Sylvie de Marans exposait cet hiver une très belle crèche camarguaise dans une cabane de gardians, dans un décor marécageux avec des roseaux, de la saladelle, les taureaux, les gardians à cheval et le campement des gitans qui aiment cette région où ils viennent chaque au pélerinage des Saintes Maries de la Mer. Dans mon village, Laure ( de notre petit groupe du circuit des crèches ) fait une crèche camarguaise avec des taureaux car son mari est manadier, il élève des taureaux de Camargue.

Moi je ne mets pas de taureaux dans ma crèche, le décor aride, fait de garrigues ne s'y prète pas. Je mets Vincent et Mireille à cheval, un très beau santon de Fontanille. Une famille de santonniers dont je reparlerai.

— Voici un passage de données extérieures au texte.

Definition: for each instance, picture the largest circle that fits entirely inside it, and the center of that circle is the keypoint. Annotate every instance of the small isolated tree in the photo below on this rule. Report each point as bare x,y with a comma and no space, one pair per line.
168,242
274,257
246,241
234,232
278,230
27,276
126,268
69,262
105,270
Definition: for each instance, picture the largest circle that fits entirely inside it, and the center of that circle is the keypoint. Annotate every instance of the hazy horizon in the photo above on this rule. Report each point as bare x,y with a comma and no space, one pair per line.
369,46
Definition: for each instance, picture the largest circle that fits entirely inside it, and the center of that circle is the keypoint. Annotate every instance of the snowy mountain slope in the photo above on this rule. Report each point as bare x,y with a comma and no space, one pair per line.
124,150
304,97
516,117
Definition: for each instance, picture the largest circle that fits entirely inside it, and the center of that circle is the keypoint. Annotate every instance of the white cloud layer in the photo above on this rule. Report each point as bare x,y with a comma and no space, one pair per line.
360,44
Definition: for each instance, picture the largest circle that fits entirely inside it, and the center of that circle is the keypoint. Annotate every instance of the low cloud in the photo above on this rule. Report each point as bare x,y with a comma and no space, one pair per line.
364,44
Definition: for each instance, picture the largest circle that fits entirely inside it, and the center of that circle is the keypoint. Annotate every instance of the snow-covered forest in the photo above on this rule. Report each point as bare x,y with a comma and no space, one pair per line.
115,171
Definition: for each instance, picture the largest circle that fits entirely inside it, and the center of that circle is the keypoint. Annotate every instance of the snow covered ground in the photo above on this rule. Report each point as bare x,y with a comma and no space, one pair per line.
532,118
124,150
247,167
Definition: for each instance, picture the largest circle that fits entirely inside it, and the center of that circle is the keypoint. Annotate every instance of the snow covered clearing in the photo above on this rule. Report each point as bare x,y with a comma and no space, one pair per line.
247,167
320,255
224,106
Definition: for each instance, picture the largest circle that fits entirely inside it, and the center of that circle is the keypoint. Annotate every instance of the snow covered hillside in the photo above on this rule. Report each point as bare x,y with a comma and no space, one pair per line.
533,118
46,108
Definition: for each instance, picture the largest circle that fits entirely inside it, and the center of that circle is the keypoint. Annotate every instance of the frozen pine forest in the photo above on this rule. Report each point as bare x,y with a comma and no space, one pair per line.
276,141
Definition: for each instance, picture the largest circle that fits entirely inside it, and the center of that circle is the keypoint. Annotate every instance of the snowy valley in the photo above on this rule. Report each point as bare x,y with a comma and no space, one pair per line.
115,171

Voici une pièce unique de Roger Jouve représentant l'abrivado, exposée cet hiver au salon des santonniers d'Arles. Les gardians entourent les taureaux et leur font parcourir les rues du village au grand galop. Parmi le public nombreux qui assiste à cette arrivée, les plus jeunes s'interposent et essaient d'attraper un taureau et de l'immobiliser. On les appelle des attrapaïre ! Les taureaux, forcément on en reparlera. Ils font tellement partie de notre culture que les plus vaillants sont statufiés. Drôle de pays qui fait  plutôt des statues aux animaux qu'aux personnes illustres !

P.S : dans la colonne de gauche, à la rubrique photos il y a dans celles de mon village une vraie photo d'abrivado.